Tudo começou em 2014. A exposição comemorativa do 25 de Abril de 1974 que tinha, pelo terceiro ano consecutivo a incumbência de, com o apoio inventivo do João Santos, conceber, planear, realizar – curadoria, como agora é usual – este ano ia ser diferente!
Nos dois anos anteriores fizera-se coisas inéditas na Oficina de Cultura: desde pintar um petroleiro com 10 metros nas paredes da oficina e estender uma faixa com mais de cinco metros para celebrar o direito ao trabalho ou convidar gente de referência no mundo do trabalho como Manuel Carvalho da Silva ou Manuel Macaísta Malheiros. Ou ocupar parte significativa dos 300 m2 da Oficina de Cultura com poemas de/para canções de José Afonso, Manuel Alegre ou Sophia de Mello Breyner Andresen e ter como convidados Francisco Louçã… mas os jovens não estavam presentes…
E então surgiu a ideia, que propusemos, de convidar as escolas – os A E Anselmo de Andrade e Emídio Navarro, as duas escolas que expunham periodicamente na Oficina, de serem parceiros. Ganhos os docentes para o projecto, o Rui Silvares e o António Sales estes propuseram que o convite fosse extensível ao Américo, que assim chegou à Oficina para não mais sair. Então puseram mãos à obra e de repente temos 40 jovens a viver por dentro a magia libertadora do 25 de Abril: desde a forma orgulhosa como meses depois envergam a t-shirt evocativa ou como efusivamente prestavam declarações à TV Almada; eles, os artífices do Exposição Comemorativa do 25 de Abril de 1974 em Abril de 2014 foram os protagonistas da mudança! Na Oficina de Cultura iniciava-se um novo período, um novo caminho!
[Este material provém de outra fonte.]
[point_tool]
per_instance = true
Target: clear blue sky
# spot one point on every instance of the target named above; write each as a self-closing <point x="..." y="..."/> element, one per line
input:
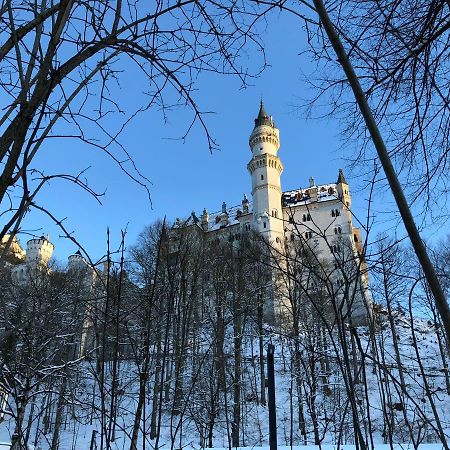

Mudança de paradigma, remando contra a maré de falta de incentivo relativamente ao trabalho com a comunidade educativa, o que representou uma poderosa inovação, renovando a programação da Oficina de Cultura, fazendo da experimentação – como a designação do Equipamento indica - uma característica decisiva do que o Oficina de Cultura é hoje em que esta se abriu à comunidade educativa, não perdendo a sua relação com o movimento associativo antes fortalecendo-a numa íntima relação a três que para todos foi benéfica.
Começou então um percurso e a participação em que o Américo e os seus alunos quase se tornaram uma presença residente desde a data referida. Foi assim que em sete anos o Curso Profissional de Técnico de Multimédia realizou quatro exposições – e este ano assim, como em 2019, no âmbito do “Março à Solta”, exposições iniciadas com “Morto Vivo” e que têm sido uma referência e um dos pontos altos numa programação com 17 a 18 exposições e eventos realizados anualmente neste Equipamento da CMA. Mas já anteriormente tinham realizado uma exposição no âmbito do “Mês da Fotografia”, participaram em sete edições da Exposição Comemorativa do 25 de Abril e uma edição conjunta com os agrupamentos referidos – Emídio Navarro e Anselmo de Andrade, referimo-nos a “Almada Futurista” - o que significa 13 exposições de sua responsabilidade ou em parceria. Todavia participaram ainda em duas edições de “Vídeo em Contexto Educativo”, do AE Emídio Navarro, cinco edições da exposição anual da Associação Amigos da Cidade de Almada e uma edição da “Mostra de Filatelia e Coleccionismo”, o que perfaz um total de 21 exposições!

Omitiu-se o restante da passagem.